June 19, 2009

Anti-Keynesian Insanity in Latvia

Has the Latvian government gone mad? Sacrificing the whole economy of the country to maintain a currency peg is insane. It will most probably result in a devaluation later anyway, with much less results than an earlier devaluation.

It is a question of fairness. The only party that gains an advantage from the currency peg are those with Lat-denominated paper assets. It doesn't make much sense either, because the kind of deflation that is required for keeping up the peg will result in the paper assets being defaulted upon anyway, except for the government paper.

Devaluation will not prevent the problems that were created by excess credit, but it is an important tool in preventing a deflationary spiral.

Robert Anderson and Stefan Wagstyl wrote in the Financial Times about Latvia's conundrum:

With the backing of the International Monetary Fund and the European Union, Riga is hoping that if it can impose enough pain on the domestic economy, it will be able to maintain its exchange rate peg to the euro. That would allow it entry into the single currency zone within the next four years.

After months of dithering, the government last week put together a package of measures that will mean Ms Blumberga – who earns just 280 lats ($552, £337, €398) a month – along with hundreds of thousands of other public sector workers will suffer a 20 per cent pay cut. Even pensioners will see reductions of 10 per cent.

This is just insane. A crash in domestic demand is the only thing that is sure to follow from such moves. There is a very high risk of starting a deflationary spiral.
Landmark property developments such as the twin Panorama Plaza towers on the road between Riga and the airport stand all but empty and shopping malls look forlorn. House prices fell by one-third last year, insolvencies are up and banks are repossessing more mortgaged properties and leased cars. “Business is in hibernation,” says Gunnar Ljungdahl, who chairs the Swedish chamber of commerce in Riga.
How exactly is intentional deflation going to help in this situation? When wages are drastically cut, we can safely wait for even more insolvencies and repossessions. Shopping malls are a dead investment when the purchasing power of the population rapidly shrinks.
In these circumstances, many governments devalue to spread some of the costs to foreign creditors and to boost the economy by making exports – which include wood products – more competitive. IMF officials have indicated that the organisation was divided over the wisdom of defending the lat’s peg but was finally persuaded by pressure from Riga’s EU partners as well as the Latvian government’s own refusal to contemplate devaluation.
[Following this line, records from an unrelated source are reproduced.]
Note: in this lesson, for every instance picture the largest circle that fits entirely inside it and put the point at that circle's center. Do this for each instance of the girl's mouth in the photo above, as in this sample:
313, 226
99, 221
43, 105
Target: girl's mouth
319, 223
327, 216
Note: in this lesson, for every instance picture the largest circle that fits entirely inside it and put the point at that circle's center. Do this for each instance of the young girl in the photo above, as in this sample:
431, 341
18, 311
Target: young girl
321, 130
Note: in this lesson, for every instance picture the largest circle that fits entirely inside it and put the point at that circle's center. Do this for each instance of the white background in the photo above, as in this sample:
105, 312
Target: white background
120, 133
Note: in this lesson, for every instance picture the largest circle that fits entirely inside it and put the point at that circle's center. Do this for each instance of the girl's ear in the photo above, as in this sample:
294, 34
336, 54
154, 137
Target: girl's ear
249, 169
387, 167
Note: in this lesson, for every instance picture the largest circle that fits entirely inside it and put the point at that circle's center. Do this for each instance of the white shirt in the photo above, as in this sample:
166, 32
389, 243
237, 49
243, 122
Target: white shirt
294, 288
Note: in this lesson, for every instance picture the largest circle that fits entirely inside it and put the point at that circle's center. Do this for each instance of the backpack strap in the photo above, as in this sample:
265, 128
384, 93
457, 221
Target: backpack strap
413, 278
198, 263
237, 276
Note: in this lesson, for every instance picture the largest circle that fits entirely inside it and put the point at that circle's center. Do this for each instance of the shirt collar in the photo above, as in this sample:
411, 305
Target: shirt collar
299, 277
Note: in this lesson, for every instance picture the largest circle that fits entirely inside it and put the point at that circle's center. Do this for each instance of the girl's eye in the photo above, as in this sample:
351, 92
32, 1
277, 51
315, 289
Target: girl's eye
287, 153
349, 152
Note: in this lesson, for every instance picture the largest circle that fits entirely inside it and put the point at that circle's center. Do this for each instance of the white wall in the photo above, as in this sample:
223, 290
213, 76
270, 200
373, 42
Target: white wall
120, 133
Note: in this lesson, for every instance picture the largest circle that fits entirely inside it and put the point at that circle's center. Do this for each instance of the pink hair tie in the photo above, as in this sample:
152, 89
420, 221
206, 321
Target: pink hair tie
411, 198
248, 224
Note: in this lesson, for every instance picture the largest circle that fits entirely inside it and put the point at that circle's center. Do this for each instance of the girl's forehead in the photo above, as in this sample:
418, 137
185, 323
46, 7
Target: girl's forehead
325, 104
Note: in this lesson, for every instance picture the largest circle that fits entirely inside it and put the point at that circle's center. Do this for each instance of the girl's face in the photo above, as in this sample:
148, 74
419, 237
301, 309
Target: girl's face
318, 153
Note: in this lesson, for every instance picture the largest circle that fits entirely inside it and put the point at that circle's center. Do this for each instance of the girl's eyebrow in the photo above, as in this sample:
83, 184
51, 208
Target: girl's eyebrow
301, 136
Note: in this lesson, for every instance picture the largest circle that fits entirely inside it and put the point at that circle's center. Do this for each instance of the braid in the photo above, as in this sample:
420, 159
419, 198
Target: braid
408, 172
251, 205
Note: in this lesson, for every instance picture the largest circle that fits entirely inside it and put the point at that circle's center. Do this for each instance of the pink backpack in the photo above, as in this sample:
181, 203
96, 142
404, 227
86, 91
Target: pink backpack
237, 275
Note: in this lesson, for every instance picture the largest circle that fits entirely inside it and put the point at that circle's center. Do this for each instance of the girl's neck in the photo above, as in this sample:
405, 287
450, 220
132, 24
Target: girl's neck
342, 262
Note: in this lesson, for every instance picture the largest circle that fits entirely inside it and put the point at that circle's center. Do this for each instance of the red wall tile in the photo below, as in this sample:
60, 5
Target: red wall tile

So it's actually other EU countries that Latvians can thank for this disastrous policy. I thought the EU was supposed to be a project of peace. Killing a member country to "protect" irresponsible creditors at other member countries is a recipe for serious conflict.
Latvia sees the currency peg as the linchpin of its economic policies. It helped drive down inflation and is the route to euro entry. Latvia’s governments have often been weak but have always defended the peg and supported the powerful central bank, where both the prime minister and finance minister used to serve. “For Latvia the peg is the last pillar of trust,” says Henrik Hololei, an Estonian cabinet head at the European Commission.
All hail The Peg!
Also, Latvian officials argue that in a small economy, where 60 per cent of export value is in imported content, devaluation will not do much except encourage inflation. With some 90 per cent of all loans in euros, they add, it could bankrupt tens of thousands of companies and individuals. But the price of avoiding devaluation will be huge economic, social and political strains. Valdis Dombrovskis, prime minister, admits his main challenge now is “to preserve the social peace”.
"Encouraging inflation" (or discouraging deflation) is exactly what is needed at the threat of a deflationary spiral. Instead, Latvian officials are ready to give the economy a good kick to the backside. The foreign loans that turn out to be unaffordable will be defaulted upon one way or the other. If the income of debtors shrinks the effect is exactly the same. And a defaulted loan in euros is no bigger loss to the creditors, whatever the exchange rate.

So, as there is a wave of defaults anyway, why should there be a wave of deflation as an insult added to the injury. Deflation is an unjust reward of those who hold paper assets, and a punishment for those who hold actual assets.